1. Mr van Gogh was buried on Monday, 30 March; Theo went back to Paris on the afternoon of Wednesday, 1 April. This emerges from a letter – undated, but written shortly after that day – from Uncle Jan van Gogh to Uncle Vincent van Gogh and Aunt Cornelie. On 28 March he informed his sister Maria (Mietje) Johanna van Gogh: ‘Vincent behaves well enough, obviously rather withdrawn but bearable all the same, apart from that a tendency to cool reasoning’ (Amsterdam, Van Gogh Museum Documentation, bd 15. Nebbeling/Weenink Ladies Collection, De Bilt).
2. Elisabeth van Gogh later recalled: ‘When Father died and Mrs Poots wanted to see Father once again, Vincent stood beside her and said: “yes, Mrs Poots, dying is hard, but living is harder still”’ (FR b2002). See Pickvance 1992, p. 68.

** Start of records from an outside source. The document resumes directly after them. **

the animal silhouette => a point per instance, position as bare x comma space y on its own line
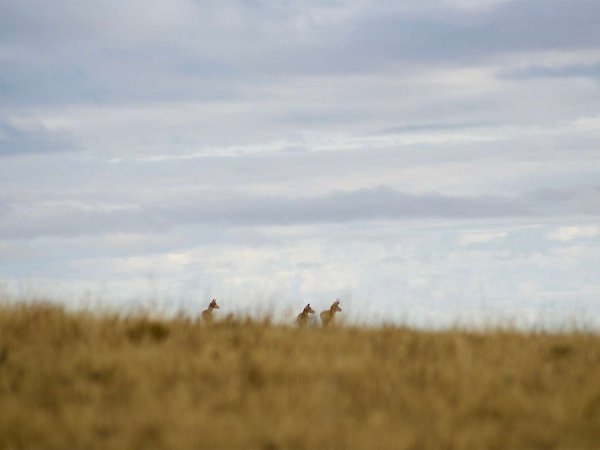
328, 315
302, 319
207, 313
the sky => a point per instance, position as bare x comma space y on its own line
429, 163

3. Probably Head of a woman (F 160 / JH 722 [2500]). See cat. Amsterdam 1999, pp. 94-95.
[2500]
4. Theo took several works with him, among them Head of a woman (Gordina de Groot) (F 130 / JH 692 [2496]) – letter sketch A corresponds with this – and probably also Head of a woman (F 69 / JH 724 [2501]), which in type and colouration is akin to Head of a woman (F 160 / JH 722 [2500]). The batch also included Honesty in a vase (F 76 / JH 542 [2491]), as we know from letter 490. Head of a woman (F 80a / JH 682) is the only other portrait of an old woman in Theo’s collection, and could therefore probably be identified with the head of an old woman Vincent had intended to send Theo in March (letter 484) Cf. cat. Amsterdam 1999, pp. 11-13, 94-95, 98-99, 238-239.
[2496] [2501] [2500] [2491]
a. Means: ‘vereffenen’ (settle).
5. This remark relates to Mauve’s apprenticeship in 1855-1857 with P.F. van Os in Haarlem, near Bloemendaal. Cf. Saskia de Bodt, Anton Mauve en de Haagse School. The Hague 1997, p. 11 (Openbaar Kunstbezit 4).
6. In the mid-nineteenth century a group of painters worked in the French village of Barbizon in the Forest of Fontainebleau. They are known as the Barbizon School – their intimate scenes and sedate landscapes were usually painted outdoors.
7. Theo had probably given Vincent his allowance for April in person.
8. Van Gogh was later to depict the church in the field with the peasants’ churchyard in Nuenen many times. At the beginning of June this resulted in The old church tower at Nuenen (‘The peasants’ churchyard’) (F 84 / JH 772 [2512]), which was painted over another scene and had been preceded by three watercolours. See cat. Amsterdam 1999, pp. 152-159, cat. no. 28. Cf. also letter 259, n. 6.
[2512]
9. See notes 4 and 3 respectively for the paintings after which the letter sketches Head of a woman and Head of a woman (both F- / JH 723) were done.